Ich war im Kino. Das scheint zu einer neuen Gewohnheit zu werden. Aber seit eine meiner Töchter (vor etwa zwei Jahren) von meinem ewigen Gejammer über das Kinosterben die Nase voll hatte und entgegnete, ich hätte verdammt wenig dazu beigetragen, dieses Kinosterben zu verhindern, lebe ich in dem Bewusstsein, dass ich den Kinobetreibern einiges schuldig geblieben bin. Okay, über eine nicht unerhebliche Strecke habe ich für meinen Verzicht auf Kinobesuche eine halbwegs passable Entschuldigung. Als die Kinder noch Kinder waren, reichte das Geld mal eben für gelegentliche Besuche von Kindervorstellungen, und als die Kinder in das Alter kamen, in dem man lieber mit Freunden als mit der Mutter ins Kino geht, da reichte es mal eben für die Auszahlung von Taschengeld plus gelegentlichem Kinozuschlag.
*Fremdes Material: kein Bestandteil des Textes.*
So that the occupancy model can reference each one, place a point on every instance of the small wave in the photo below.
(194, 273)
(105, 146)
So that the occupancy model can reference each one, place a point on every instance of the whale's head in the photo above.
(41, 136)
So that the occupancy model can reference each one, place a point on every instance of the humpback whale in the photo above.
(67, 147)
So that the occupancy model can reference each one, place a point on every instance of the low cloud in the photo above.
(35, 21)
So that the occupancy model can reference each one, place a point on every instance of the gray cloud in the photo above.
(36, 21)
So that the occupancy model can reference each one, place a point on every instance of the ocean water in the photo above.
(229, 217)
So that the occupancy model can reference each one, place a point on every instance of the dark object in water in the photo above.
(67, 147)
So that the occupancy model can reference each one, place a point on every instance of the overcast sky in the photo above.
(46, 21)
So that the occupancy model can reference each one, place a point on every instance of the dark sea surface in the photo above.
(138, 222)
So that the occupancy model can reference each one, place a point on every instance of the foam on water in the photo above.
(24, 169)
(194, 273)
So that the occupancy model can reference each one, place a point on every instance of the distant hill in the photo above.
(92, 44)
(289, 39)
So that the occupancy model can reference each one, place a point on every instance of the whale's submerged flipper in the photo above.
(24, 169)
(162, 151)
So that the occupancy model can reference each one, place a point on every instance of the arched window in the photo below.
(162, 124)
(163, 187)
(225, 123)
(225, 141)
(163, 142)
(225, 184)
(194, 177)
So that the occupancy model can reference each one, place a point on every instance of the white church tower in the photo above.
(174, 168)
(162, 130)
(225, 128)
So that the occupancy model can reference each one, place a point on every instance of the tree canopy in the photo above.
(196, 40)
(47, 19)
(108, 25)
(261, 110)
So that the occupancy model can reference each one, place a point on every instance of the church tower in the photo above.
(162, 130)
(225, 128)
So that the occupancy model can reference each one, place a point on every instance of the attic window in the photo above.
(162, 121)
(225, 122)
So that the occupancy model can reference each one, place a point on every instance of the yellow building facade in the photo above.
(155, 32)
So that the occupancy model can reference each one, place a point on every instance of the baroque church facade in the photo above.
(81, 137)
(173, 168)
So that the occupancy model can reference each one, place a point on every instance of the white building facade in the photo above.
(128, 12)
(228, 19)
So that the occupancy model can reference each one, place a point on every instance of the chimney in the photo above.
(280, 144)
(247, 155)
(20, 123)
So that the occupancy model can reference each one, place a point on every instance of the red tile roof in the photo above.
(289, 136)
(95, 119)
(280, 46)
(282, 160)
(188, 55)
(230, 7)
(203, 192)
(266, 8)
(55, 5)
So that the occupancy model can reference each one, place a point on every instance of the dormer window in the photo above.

Aber als ich endlich mein Geld für mich allein verbraten konnte, wurde ich keineswegs wieder zum regelmäßigen Kinobesucher, wie dies in meiner Jugend der Fall war. Jetzt hole ich eben nach.

Ich war also heute im Kino, und während des Heimwegs nach der Vorstellung, dachte ich hauptsächlich an eines: Den Satz nicht zu vergessen – oder die zwei Sätze. Vielleicht waren es auch drei. Man hört ja nicht, ob da im Drehbuch ein Semikolon stand oder ein Punkt. Ich versuchte, sie mir so wörtlich wie möglich zu wiederholen. Es waren die Sätze, für die allein der Eintrittspreis von 6 Euro sich für mich schon gelohnt hatten. Aber ich will nicht mitten hinein springen in die Geschichte und mit diesen Sätzen beginnen. Besser fange ich mit dem Anfang an.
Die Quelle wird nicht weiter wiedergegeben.